Изменить стиль страницы

Бекман… ружья… патроны… Борнео. Мысли Брауна повторялись в четкой последовательности, в то время как мысли Юджинии возникали и отдалялись с жалобным, тоскующим или надрывным криком: Поль, Джеймс, Лиззи, Джинкс… Джеймс и Поль и… только Джеймс.

«Мы осаждали Ратисбон…» – записала Юджиния в своем дневнике на следующее утро. Солнце уже поднялось высоко, а она все еще была в халате, склонившись над столом, ломая голову над словами неожиданно вспомнившегося стихотворения. Или не вспомнившегося.

…За милю или две
Тот жаркий бой Наполеон
Зрил, стоя на холме,
Упершись в землю сапогом,
Вперив в пространство взгляд.

Юджиния отложила перо. Не просто так это стихотворение пришло на ум, на то была какая-то причина, но она ускользала от нее.

– «Мы осаждали Ратисбон…» – громко повторила она.

– Мама, ты все еще в постели? – в комнату ворвалась Джинкс.

– Барышня, разве вы не знаете, что прежде надо постучать? – небрежно заметила Юджиния и добавила: – Доброе утро, мой ангел. Я не в постели. Пытаюсь вспомнить стихотворение. По-моему, это Роберт Браунинг, оно пришло мне на ум посреди ночи. Не могу вспомнить последнюю строчку, и это сводит меня с ума. – Юджиния убедила себя в том, что жизнь должна вернуться в обычное русло, что внешне ее поведение не должно измениться и все волнения следует свести на нет. Она решила создать счастливый и замкнутый мирок.

– Может быть, доктор Дюплесси знает, – бросила Джинкс через плечо, совершенно не заинтересовавшись проблемой матери.

– «Тая за горделивым лбом», – негромко пробормотала Юджиния, – «Дерзаний грозный клад».

– Мама! – взмолилась Джинкс.

– «Он думал, что весь дерзкий план, – декламировала Юджиния, – Вдруг канет в прах и тлен. (Коль дрогнет полководец Ланн.) У этих древних стен…» – Потом взглянула на дочь. – Нет, вряд ли доктор Дюплесси знает.
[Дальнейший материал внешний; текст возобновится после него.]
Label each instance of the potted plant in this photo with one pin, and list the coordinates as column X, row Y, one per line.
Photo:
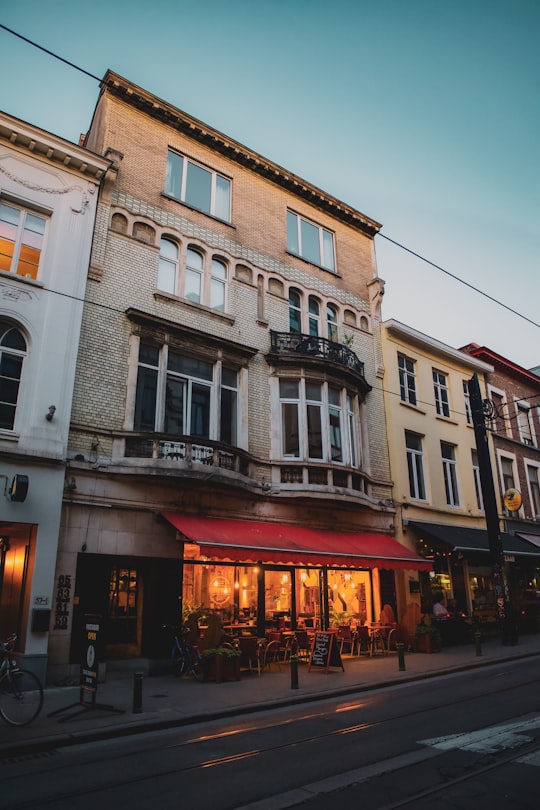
column 427, row 638
column 221, row 664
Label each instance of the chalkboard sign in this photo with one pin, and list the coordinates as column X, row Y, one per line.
column 324, row 653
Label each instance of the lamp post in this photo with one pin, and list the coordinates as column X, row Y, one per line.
column 501, row 581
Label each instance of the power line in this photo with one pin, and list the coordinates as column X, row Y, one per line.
column 382, row 235
column 457, row 278
column 50, row 53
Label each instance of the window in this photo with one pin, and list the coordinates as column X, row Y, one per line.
column 477, row 480
column 181, row 395
column 198, row 187
column 524, row 424
column 467, row 402
column 21, row 241
column 12, row 354
column 317, row 422
column 534, row 489
column 205, row 280
column 415, row 465
column 168, row 266
column 440, row 389
column 310, row 241
column 331, row 323
column 407, row 380
column 448, row 454
column 314, row 308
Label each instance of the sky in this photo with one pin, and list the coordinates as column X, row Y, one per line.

Не думаю, что его голова полна романтической поэзии.

– Тогда, может быть, миссис Ди. У нее богатое воображение. Спорим, она запоем читает эту ерунду. Может быть, даже больше, чем ты. – Джинкс надела материнскую шляпку с вуалью, и Юджиния ощутила, как ее захлестнуло счастье. «Все будет хорошо, – сказала она себе. – Важно не создавать трудности на пустом месте. Здесь моя семья. Это моя дочь».

– О, я уверена! Миссис Дюплесси точно знает! – Юджиния подхватила шутку, и мать с дочерью расхохотались. «Не хандри, – сказала себе Юджиния, – и не размусоливайся, как говорила старая няня Катерина.
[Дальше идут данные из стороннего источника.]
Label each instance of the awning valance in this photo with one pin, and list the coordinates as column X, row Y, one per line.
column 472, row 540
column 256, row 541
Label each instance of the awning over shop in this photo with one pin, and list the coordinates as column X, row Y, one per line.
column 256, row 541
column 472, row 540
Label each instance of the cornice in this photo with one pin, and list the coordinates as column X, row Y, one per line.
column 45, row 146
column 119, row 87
– О, мама… – выпалила Джинкс, вдруг вспомнив про свою миссию. – …Меня послали сказать тебе, что доктор и миссис Дюплесси через час уезжают в деревню. И хотят знать, поедешь ли ты.

– А ты и Лиз? – Юджиния вспомнила про план миссис Дюплесси, но не могла заставить себя отправиться с ними одна.

– Нет, мы поедем кататься верхом с лейтенантом Брауном.

– О! – вздохнула Юджиния, и представшая ее воображению картина была такой же светлой, как день: они втроем скачут верхом вдоль ручья через небольшую рощицу, где солнечный свет пробивается тусклыми желтыми полосками, создавая видимость мощной садовой стены, взобравшись по которой, можно достать до верхушек деревьев, неба и в конце концов до самого солнца.

– Как бы мне хотелось отправиться с вами, – вырвалось у Юджинии, и ее голос напомнил Джинкс старую печальную собаку.

– А что тебе мешает, мама? Только скажи доктору…

– Нет, дорогая, – осеклась Юджиния и заставила себя улыбнуться. Пока что она не могла пойти на то, чтобы их видели вдвоем. Они бы выдали себя. Вряд ли возможно пройти мимо, не прикоснувшись друг к другу.

– Вы с Лиз идите. Я должна остаться. – Юджиния скорчила недовольную мину, копируя миссис Дюплесси, и начала одеваться.

Когда Джинкс выходила из комнаты, мать спросила ее как бы невзначай, словно лишь в эту минуту подумала об этом:

– От папы нет никаких вестей?

– По-моему, нет, – ответила Джинкс, закрывая за собой дверь.

– «Мы осаждали Ратисбон…»– повторила Юджиния, оставшись наедине с собой. – «За милю или две…»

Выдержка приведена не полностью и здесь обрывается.